Jobs/User: Serves requests that fire off jobs related to user needs, such as updating a live screenshot in an Organizer Topic. These are the threads that actually fetch the image content, whereas threads in HttpServer/Jobs invoke the threads in this pool.
Monitors
Seeq collects numerous internal metrics. These are recorded in the "<data folder>/appserver/log/monitors" folder and can be imported into a local Seeq install by copying that folder into "<data folder>/mydata/file-folders/monitors/" directory. Examples of monitors that are often useful in troubleshooting performance:
CPU - Compare CPU usage of the whole system, appserver, or Screenshots (used for taking Topic screenshots)
Memory/Permitter - This is the system that keeps track of the memory needed to request samples from datasources. See if the system is being starved for memory due to large amounts of data being requested.
Samples.Meter - See how many samples are being requested by Seeq from different datasources
RX/Messages.Timer.P98 - Examine the speed of a datasource. Often useful in conjunction with Samples.Meter, this shows the average time it takes for 98% of requests by the datasource to receive the data.
Some rough benchmarks to keep in mind: Seeq's datasource cache can do 30 million samples/s, PI, running optimally, can do 1 million samples/s, we see decent performance at 100k samples/s.
LongRunning/Running.Counter and LongRunning/Queued.Counter - Can help diagnose if running formulas are backing up the system. If the Queued counter is above zero then the system is having to place requests on hold while others finish.
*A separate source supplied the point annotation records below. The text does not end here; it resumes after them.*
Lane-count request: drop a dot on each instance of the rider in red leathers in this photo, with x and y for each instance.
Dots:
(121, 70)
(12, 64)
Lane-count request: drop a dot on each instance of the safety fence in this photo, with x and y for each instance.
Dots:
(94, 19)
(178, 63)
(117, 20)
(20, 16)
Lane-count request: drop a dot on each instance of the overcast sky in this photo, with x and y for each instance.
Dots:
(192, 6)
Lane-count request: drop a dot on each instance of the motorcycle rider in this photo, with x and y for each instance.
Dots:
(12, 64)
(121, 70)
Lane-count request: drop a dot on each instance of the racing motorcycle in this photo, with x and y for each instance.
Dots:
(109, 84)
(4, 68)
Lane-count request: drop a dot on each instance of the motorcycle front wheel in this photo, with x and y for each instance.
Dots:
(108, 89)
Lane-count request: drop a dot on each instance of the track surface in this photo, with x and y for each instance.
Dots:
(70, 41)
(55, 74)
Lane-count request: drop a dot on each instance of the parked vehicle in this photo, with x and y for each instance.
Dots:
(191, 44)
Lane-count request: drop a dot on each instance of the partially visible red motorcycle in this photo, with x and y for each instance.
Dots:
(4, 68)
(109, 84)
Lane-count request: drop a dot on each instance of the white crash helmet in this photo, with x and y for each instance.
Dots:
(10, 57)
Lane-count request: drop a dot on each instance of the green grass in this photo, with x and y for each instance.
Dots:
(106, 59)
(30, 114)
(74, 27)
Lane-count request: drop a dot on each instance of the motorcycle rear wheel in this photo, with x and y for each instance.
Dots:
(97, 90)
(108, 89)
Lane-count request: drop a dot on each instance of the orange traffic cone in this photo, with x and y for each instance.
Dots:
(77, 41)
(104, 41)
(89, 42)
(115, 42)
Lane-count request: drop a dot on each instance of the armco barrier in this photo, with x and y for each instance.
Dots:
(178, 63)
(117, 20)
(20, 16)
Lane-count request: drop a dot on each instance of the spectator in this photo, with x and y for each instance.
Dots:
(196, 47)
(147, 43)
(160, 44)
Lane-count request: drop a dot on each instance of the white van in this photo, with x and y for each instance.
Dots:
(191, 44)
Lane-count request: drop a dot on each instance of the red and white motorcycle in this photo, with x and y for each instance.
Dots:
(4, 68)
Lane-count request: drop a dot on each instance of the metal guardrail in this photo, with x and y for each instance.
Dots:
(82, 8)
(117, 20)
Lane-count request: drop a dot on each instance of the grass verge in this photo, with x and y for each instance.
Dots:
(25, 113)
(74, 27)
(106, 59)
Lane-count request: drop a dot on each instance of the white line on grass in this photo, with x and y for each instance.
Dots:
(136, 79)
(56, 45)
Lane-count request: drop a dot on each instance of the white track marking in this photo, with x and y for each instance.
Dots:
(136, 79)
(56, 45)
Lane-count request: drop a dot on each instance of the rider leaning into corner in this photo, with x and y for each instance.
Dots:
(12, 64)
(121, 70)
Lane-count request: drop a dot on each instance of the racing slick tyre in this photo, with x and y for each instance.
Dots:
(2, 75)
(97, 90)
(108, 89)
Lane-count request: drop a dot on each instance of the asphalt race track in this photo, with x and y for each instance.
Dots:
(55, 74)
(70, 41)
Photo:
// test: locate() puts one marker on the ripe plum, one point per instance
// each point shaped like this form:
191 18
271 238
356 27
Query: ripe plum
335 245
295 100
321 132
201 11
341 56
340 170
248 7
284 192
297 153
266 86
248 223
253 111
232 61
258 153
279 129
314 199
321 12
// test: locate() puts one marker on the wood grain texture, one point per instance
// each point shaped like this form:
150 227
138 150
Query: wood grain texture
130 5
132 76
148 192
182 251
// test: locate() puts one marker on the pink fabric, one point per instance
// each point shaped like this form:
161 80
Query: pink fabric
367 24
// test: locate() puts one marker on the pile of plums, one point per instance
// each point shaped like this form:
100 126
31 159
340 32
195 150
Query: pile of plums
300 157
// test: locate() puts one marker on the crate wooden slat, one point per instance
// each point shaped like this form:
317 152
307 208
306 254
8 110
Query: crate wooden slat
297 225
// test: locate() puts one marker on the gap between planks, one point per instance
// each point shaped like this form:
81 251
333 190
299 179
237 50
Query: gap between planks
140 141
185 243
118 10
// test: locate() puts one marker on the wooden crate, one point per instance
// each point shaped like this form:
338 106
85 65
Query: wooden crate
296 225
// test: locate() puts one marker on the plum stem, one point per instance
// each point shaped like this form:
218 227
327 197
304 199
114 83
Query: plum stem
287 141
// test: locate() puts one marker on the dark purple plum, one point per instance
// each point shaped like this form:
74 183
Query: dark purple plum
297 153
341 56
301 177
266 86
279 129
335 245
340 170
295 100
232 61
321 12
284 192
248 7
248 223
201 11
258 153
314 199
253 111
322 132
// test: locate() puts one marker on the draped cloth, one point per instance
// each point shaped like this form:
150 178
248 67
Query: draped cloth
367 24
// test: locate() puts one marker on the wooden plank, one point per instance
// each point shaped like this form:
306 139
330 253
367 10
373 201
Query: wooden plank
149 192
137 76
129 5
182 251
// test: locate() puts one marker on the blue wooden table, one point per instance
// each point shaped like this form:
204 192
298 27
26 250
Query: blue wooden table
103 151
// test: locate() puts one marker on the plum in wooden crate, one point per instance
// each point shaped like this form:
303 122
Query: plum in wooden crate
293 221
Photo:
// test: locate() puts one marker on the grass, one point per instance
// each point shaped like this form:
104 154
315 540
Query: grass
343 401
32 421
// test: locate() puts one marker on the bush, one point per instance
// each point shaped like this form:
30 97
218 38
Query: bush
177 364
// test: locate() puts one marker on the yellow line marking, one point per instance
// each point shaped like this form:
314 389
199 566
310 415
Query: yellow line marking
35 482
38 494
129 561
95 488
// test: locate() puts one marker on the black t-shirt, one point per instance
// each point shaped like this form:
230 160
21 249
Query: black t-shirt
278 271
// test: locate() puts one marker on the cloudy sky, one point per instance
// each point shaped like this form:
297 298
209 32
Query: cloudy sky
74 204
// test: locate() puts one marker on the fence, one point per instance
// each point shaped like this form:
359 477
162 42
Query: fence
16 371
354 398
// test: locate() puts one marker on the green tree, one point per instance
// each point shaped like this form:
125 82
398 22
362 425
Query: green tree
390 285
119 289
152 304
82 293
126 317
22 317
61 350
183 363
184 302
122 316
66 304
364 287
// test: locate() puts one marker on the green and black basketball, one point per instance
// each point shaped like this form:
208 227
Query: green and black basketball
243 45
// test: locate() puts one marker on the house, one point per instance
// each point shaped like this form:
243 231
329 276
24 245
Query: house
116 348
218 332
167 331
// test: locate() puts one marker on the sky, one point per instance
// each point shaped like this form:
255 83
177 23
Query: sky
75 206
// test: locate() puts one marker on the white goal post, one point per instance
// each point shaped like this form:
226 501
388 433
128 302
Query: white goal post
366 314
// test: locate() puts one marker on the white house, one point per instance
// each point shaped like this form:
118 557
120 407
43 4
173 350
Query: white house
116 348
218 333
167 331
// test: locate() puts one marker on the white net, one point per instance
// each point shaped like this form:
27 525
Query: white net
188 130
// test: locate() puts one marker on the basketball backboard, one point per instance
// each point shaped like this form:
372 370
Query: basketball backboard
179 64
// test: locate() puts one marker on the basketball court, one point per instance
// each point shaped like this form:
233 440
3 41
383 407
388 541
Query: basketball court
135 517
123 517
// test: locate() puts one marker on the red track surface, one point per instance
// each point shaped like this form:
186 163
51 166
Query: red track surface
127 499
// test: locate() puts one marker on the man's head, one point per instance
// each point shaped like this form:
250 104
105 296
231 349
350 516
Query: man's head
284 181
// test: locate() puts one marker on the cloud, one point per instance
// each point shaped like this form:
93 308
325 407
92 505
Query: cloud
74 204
LongRunning/Running.Timer.P98 and LongRunning/Queued.Timer.P98 - Used in conjunction with the counters, it shows the average time formulas are taking to run and how long they waiting to run.
Jobs.ScreenshotCapture - See how long screenshots are taking to finish, how many are being completed, and how many are Misfired. A misfire means that the system cannot generate the screenshots fast enough and so is delaying some screenshot jobs. If the misfire count is ever-increasing it means the system cannot keep up with the screenshots being generated by live docs.
Log Files
Log files can have a lot of noise which is why the graphical monitor data is often more useful, but they can also be useful. The following files are helpful for performance troubleshooting:
appserver-requests.log - Every five seconds this logs any requests that are taking longer than 5 seconds. Additionally, it logs the full formula hierarchy for long-running requests. This can be very useful for seeing if a formula is deeply nested, has a large max interpolation, etc.
jvm-link.log and net-link.log - All datasource requests will be logged in one of these. It can show how long an individual request for samples took and how many samples were returned during that time.